劫后余生
他为什么敢酒驾?我很快就知道了,车没开多久就停了下来,四下漆黑、寂静。
他打开车灯,似乎在欣赏我的醉态。我心裏着急,却只能皱紧眉头,尽了最大的力量也不过微微转动了头颅。可能这种满脸酐红却无力反抗的样子让他感觉到了愉悦,这位一直道貌岸然的正人君子突然笑了,寂静的车内不大的笑声让人毛骨悚然。
他的手轻轻地摸着我的脸,用一种自我陶醉的语气说:“你说你怎么就那么不识抬举呢,我不过想跟你玩玩,你还拒绝我。连大学裏的女神都为我疯狂,用自杀来希望得到我的爱。你有什么资本在我面前骄傲?你不仅长得不如她,没她年轻,还不是处女,跟有钱人搞在一起。你这种骯臟的女人就该痛苦地死去。”说着说着,情人般爱抚的手掌突然用力掐住了我的脖子。
我呼吸一下子变得困难起来,眼冒金星,濒临窒息的时候他又松开了:“我们有一个晚上的时间,可以慢慢玩。我知道你什么都听得到,这种药可是最新的,”又恶意地舔了一下我的耳垂,呓语道:“你全身都软了呢,宝贝。”
那一刻,生理上的恶心也比不过我内心无比的绝望。我无数次在内心乞求上苍能拯救我,自问我一家人从来行善积德、更无害人之心,为何要让我受到这种□□?

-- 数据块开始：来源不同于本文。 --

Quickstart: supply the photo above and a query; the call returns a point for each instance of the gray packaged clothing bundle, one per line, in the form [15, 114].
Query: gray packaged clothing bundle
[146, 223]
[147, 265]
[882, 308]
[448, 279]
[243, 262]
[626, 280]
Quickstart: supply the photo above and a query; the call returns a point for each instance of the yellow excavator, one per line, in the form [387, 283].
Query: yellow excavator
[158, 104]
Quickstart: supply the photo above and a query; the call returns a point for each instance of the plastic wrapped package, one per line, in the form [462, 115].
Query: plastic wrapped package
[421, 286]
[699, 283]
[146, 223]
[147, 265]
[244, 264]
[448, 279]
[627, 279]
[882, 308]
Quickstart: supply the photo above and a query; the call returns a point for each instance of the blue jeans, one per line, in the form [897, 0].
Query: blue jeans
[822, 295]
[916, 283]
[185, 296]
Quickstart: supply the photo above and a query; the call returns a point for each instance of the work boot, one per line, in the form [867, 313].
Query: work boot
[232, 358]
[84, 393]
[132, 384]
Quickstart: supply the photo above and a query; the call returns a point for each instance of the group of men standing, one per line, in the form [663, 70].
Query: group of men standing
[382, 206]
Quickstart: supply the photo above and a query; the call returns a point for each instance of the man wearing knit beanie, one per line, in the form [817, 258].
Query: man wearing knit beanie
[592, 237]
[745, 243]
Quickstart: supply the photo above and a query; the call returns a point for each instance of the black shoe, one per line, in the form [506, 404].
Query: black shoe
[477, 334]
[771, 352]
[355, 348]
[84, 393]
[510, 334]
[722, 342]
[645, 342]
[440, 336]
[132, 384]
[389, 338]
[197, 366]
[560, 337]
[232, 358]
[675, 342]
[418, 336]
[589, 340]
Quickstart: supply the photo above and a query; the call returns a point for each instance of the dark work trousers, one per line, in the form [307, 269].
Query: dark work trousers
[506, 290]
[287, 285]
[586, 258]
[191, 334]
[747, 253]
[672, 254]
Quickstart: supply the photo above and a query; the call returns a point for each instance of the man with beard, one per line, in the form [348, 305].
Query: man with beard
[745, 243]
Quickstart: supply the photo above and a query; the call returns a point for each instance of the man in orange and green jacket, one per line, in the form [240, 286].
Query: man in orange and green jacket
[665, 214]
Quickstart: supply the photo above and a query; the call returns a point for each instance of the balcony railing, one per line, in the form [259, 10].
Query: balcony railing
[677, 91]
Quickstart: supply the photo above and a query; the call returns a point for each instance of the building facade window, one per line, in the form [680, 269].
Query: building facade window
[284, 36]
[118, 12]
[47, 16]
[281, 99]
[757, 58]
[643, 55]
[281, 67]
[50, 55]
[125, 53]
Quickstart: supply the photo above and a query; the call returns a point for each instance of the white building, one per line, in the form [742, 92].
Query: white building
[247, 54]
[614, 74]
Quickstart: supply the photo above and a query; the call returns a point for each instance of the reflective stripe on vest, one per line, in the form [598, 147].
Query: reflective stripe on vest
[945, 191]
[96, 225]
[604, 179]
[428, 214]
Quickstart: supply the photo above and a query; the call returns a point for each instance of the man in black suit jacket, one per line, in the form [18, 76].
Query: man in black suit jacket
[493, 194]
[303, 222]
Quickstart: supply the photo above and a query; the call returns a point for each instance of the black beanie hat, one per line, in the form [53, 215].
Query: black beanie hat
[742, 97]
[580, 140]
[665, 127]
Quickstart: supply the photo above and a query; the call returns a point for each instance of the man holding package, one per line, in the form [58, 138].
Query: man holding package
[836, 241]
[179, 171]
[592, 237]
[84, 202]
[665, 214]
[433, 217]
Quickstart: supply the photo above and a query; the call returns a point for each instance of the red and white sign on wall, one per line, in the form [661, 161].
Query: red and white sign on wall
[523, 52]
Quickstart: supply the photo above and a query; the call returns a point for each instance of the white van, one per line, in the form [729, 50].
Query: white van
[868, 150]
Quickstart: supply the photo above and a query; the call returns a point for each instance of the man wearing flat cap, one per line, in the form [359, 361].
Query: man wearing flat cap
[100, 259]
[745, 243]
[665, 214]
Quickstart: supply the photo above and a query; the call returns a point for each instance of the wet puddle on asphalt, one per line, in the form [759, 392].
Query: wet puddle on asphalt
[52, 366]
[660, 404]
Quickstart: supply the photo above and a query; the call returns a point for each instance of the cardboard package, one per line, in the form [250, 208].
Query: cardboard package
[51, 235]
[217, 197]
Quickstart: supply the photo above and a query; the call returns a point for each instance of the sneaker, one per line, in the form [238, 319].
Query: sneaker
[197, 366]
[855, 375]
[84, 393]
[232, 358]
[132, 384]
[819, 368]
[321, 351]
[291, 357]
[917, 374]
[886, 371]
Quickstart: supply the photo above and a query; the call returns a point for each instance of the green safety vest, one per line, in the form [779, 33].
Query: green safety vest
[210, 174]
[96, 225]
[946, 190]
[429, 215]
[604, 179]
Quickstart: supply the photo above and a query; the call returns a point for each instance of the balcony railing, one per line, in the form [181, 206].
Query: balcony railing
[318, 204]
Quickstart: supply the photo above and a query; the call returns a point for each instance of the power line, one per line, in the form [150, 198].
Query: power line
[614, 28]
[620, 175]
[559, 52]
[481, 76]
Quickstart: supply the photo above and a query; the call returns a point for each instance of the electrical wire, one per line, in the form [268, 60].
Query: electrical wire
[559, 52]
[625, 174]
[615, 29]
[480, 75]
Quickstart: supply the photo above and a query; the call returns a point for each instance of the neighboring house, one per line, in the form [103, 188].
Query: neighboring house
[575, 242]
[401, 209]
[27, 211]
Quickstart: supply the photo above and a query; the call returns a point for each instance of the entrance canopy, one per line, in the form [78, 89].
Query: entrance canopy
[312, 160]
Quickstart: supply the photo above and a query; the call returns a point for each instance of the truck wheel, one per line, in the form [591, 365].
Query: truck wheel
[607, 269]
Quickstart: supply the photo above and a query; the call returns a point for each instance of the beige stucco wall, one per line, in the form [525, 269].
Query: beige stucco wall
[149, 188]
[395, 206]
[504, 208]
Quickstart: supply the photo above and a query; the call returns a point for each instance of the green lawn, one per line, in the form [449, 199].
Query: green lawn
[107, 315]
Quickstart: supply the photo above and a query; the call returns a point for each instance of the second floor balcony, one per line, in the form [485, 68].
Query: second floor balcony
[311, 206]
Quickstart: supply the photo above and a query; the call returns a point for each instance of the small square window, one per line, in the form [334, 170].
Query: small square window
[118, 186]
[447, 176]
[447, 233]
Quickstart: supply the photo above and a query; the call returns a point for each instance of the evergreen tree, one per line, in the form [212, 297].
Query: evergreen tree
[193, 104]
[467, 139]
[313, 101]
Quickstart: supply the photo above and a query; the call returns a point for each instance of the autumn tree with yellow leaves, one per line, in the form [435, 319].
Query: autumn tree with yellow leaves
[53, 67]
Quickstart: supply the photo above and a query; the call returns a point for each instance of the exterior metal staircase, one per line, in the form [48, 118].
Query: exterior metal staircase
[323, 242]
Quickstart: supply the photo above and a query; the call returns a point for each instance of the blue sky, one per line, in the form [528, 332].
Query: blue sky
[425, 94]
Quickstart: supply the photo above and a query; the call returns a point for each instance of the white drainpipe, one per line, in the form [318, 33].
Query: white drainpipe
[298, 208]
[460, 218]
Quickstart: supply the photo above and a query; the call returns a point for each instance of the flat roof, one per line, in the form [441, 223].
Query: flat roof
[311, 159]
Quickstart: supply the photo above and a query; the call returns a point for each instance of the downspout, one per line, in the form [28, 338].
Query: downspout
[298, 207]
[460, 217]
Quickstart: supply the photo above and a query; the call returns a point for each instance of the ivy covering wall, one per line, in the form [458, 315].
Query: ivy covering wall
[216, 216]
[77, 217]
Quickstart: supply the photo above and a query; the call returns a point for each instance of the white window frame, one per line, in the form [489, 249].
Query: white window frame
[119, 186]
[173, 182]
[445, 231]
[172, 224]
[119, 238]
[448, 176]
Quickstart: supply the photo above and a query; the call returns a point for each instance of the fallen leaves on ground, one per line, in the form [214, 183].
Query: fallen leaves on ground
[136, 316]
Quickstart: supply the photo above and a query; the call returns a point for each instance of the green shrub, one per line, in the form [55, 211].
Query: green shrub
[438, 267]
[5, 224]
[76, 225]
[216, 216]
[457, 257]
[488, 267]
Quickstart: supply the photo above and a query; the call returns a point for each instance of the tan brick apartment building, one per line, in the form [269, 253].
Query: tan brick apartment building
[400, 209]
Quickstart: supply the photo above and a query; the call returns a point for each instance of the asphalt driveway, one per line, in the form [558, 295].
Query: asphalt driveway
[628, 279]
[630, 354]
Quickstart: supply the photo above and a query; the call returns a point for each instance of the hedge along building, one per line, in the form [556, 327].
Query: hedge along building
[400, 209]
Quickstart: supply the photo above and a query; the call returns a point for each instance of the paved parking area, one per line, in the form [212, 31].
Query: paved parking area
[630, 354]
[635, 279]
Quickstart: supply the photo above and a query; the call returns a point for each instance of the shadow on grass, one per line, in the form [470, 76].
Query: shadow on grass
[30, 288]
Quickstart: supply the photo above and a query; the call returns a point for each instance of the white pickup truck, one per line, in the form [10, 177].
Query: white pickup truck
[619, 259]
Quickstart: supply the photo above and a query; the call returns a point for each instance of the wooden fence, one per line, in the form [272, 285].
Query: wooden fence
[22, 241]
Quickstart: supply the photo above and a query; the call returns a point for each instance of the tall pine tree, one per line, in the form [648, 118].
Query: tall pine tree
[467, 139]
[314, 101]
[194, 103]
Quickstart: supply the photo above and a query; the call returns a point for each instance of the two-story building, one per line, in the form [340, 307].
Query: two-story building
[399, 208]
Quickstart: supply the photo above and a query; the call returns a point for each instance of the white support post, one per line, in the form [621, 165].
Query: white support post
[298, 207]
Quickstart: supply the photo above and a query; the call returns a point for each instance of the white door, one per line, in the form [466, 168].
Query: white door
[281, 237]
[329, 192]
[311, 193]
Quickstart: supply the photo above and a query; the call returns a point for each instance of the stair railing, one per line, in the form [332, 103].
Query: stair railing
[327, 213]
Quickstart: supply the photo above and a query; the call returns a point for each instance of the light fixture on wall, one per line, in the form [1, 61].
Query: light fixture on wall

这时他又开口了:“真刺激,让我想想用什么方法来解决你比较好。偏偏学校裏又刚出了事,不能让警察联想到我才行。今晚过后,我会把你的名字记在我的名单裏面,这是你的荣幸,知道吗?”他一边说着恶魔般的语言,一边慢悠悠的一粒粒解开我的扣子。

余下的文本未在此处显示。